In this sense, opacity plays a stabilizing role. But stability achieved through obscurity comes at a cost. Citizens experience rising prices without understanding the mechanisms behind them. Frustration grows, political movements radicalize, and demands intensify for even more intervention, reinforcing the cycle.
From an Austrian perspective, this is a deeply fragile equilibrium. It depends on public misunderstanding, technocratic discretion, and crisis normalization. It cannot be openly democratized without risking inflationary breakdown, yet it increasingly undermines trust in institutions.

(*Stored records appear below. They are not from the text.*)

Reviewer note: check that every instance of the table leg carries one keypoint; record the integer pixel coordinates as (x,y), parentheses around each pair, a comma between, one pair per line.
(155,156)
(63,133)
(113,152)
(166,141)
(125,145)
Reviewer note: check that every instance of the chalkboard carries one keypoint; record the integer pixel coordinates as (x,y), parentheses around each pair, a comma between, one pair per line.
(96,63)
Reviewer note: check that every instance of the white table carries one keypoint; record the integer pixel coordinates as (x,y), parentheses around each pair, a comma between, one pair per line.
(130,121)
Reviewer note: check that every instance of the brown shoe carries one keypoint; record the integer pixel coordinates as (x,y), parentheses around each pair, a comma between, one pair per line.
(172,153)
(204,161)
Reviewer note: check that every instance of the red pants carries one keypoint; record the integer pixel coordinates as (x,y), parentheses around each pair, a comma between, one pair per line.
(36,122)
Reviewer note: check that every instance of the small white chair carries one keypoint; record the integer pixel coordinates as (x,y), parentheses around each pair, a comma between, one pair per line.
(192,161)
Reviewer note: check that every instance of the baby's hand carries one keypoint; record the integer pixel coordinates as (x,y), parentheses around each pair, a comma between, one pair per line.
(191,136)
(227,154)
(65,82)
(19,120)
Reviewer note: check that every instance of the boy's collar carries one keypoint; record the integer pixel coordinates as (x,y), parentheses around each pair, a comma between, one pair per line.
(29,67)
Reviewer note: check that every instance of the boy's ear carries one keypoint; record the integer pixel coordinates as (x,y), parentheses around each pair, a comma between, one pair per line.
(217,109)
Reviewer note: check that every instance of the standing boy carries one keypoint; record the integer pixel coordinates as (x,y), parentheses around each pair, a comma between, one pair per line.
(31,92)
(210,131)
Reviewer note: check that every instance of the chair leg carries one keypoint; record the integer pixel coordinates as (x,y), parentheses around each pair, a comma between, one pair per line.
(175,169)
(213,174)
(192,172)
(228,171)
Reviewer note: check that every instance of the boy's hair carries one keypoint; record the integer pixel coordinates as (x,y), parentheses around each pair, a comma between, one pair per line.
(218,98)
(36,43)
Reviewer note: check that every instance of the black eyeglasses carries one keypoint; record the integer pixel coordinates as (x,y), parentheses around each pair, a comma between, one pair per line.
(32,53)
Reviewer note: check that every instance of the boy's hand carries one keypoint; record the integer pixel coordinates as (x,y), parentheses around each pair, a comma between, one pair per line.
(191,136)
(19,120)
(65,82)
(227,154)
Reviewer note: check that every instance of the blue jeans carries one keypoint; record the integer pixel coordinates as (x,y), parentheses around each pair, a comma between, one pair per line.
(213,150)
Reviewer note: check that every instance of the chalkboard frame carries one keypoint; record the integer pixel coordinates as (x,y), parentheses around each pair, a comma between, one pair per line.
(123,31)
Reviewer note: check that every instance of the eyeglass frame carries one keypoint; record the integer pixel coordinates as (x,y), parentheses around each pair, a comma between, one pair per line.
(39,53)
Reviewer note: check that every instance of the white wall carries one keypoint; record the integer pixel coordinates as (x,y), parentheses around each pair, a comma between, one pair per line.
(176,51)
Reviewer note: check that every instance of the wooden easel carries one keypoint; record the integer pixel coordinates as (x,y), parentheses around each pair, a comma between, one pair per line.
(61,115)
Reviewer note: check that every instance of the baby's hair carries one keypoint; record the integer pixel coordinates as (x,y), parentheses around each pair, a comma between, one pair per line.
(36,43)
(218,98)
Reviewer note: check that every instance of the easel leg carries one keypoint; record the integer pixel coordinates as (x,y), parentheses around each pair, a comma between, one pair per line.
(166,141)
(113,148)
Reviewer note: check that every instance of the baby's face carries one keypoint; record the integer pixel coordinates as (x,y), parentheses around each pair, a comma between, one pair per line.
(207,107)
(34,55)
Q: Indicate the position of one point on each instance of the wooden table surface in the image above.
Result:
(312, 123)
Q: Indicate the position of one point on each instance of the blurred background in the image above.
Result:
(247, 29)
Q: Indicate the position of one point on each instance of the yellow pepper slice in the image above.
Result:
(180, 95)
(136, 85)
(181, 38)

Why the Austrian Critique Still Matters
Critics often dismiss Austrian economics as impractical or overly rigid. Yet Austrians have been remarkably prescient about the long-term consequences of discretionary money: asset bubbles, rising inequality, affordability crises, and recurring instability.
This does not mean Austrians believe crises will inevitably produce collapse. Retrenchment is possible. But history suggests it is politically rare and costly. Once discretionary credit becomes the primary funding mechanism of government, reversing it requires confronting powerful interests and popular expectations.
The “affordability crisis” is not a mystery. It is not primarily about greed, shortages, or market failure. It is the predictable result of a monetary system that creates winners and losers through the timing and channels of money creation. Until that reality is confronted, calls for affordability reform will continue to treat symptoms while intensifying the underlying disease.